Q: How did receiving the Derek Denny-Brown Award affect your work or career?

It’s such an honor. To be a physician-scientist means having to deal with disappointments on a regular basis — projects, papers, grants that didn’t work out — and having to juggle different duties all the time. I really enjoy this job, which is why I do it, but it’s still also great to have something celebratory to balance out the challenges.

Q: Why are opportunities like the Derek Denny-Brown Award important for early- and mid-career academic neurologists?

In many other walks of life, being 40 is being middle-aged, and one is not in early career but rather well-established. It is crazy that we’ve become so developmentally delayed as a profession that half of your life might be over, and your career might just be starting! So I love the fact that the Derek Denny Brown Award is both recognized as the highest award that the ANA gives AND recognizes people in their 40s.

Q: How has the ANA been useful to you as an early- to mid-career academic neurologist?

The world of academic neurologists is small, although that is hard to recognize this fact as a starting investigator. The ANA brings together that community and fosters relationships that may be the basis for really great collaborations down the road.

Understanding the "repeatome" and neurological disease

Peter K. Todd, MD, PhD: 2018 Winner, Derek Denny-Brown Young Neurological Scholar Award (Basic Science)


Q: What was your experience like presenting your work at the 2018 ANA Annual Meeting?

I had a very positive experience presenting at the ANA. Giving a talk in a plenary session to the leaders of academic neurology was an honor and I received valuable feedback on our work from multiple sources. 

Q: How has your research into neurodegenerative disease progressed since the 2018 ANA Annual Meeting?

We have continued to make significant progress on the mechanisms by which repeat expansions cause human disease. In the past 8 months we have identified new modifiers of repeat associated translation at repeats associated with ALS and with FXTAS and demonstrated that modulating these pathways can correct disease relevant phenotypes in multiple model systems. We have also made advances in understanding how cellular stress pathways interface with repeat biology in ways that I think are informative to the larger field of neurodegeneration.

Q: What else are you currently working on?

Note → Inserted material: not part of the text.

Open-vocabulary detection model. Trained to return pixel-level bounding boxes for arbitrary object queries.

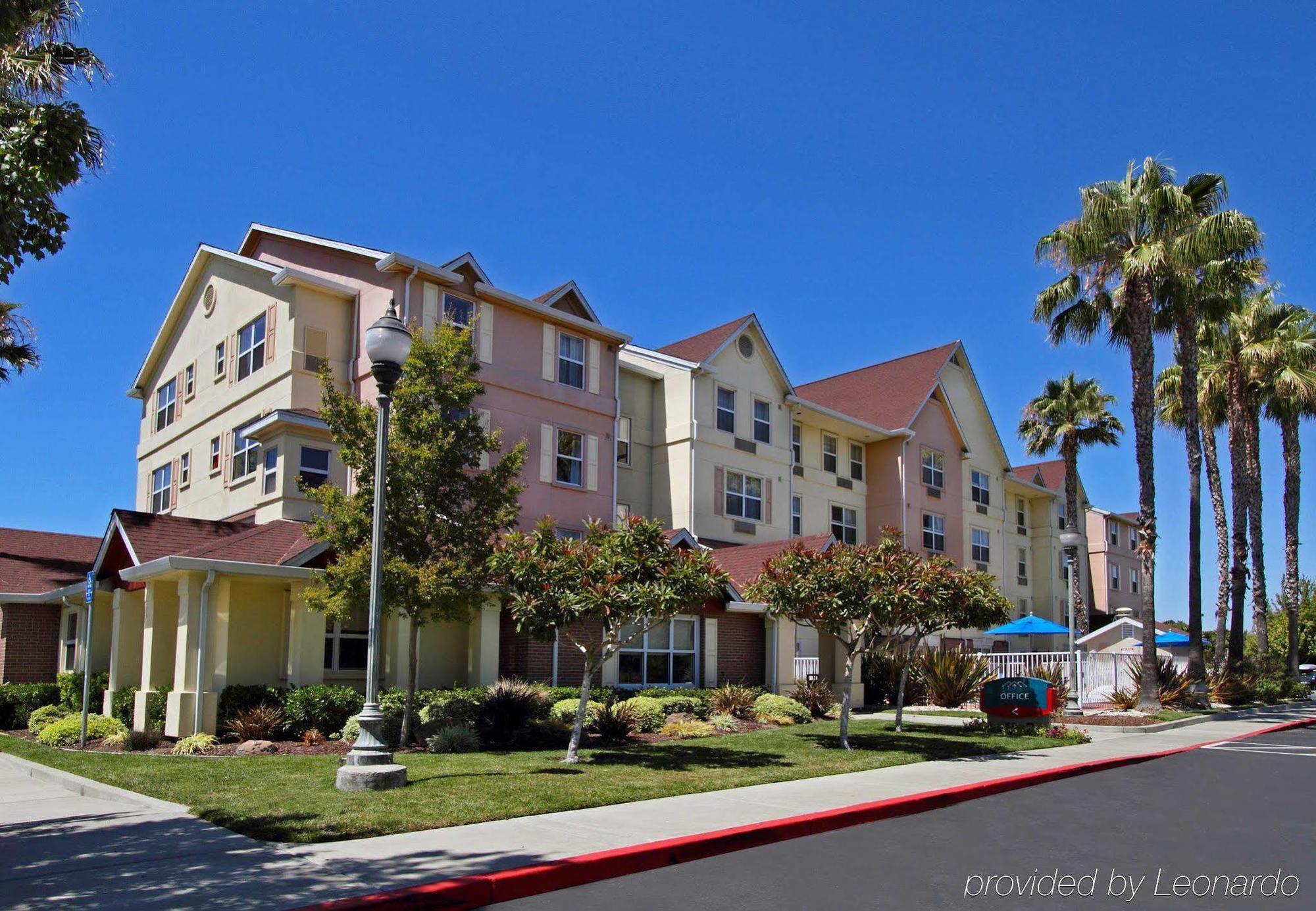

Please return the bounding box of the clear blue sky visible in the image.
[0,0,1316,626]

We have become quite interested in exploring both the native functions of nucleotide repeats in the genome and in identifying new repeat expansions associated with human disease. We still know so little about the broader “repeatome” and I feel as though this area of neurobiology will provide new insights into both neuronal function and neurological disease.

Q: Are you attending the 2019 Annual Meeting? If so, what are you looking forward to most?

Receiving the award and attending the ANA meeting let me know that the work we are doing on a set of relatively rare neurological disorders is of interest to the broader neurological community.

Q: Why are opportunities like the Derek Denny-Brown Award important for early- and mid-career academic neurologists?

Receiving this award allowed me to meet many leaders in the field and to have them know what I work on. These networking connections have a lot of value, I think, in the relatively small world of academic neurology.

Q: How has the ANA been useful to you as an early- to mid-career academic neurologist?

The meeting offers an up-to-date take on cutting-edge activities in clinical, translational, and basic neurology research. I have also made new collaborations at the ANA in the past and have strengthened existing collaborations through interactions at the meeting which should aid our work going forward.

Thank you again to the ANA for the award in 2018 and I look forward to attending the meeting this coming year and being a member and regular attendee for years to come.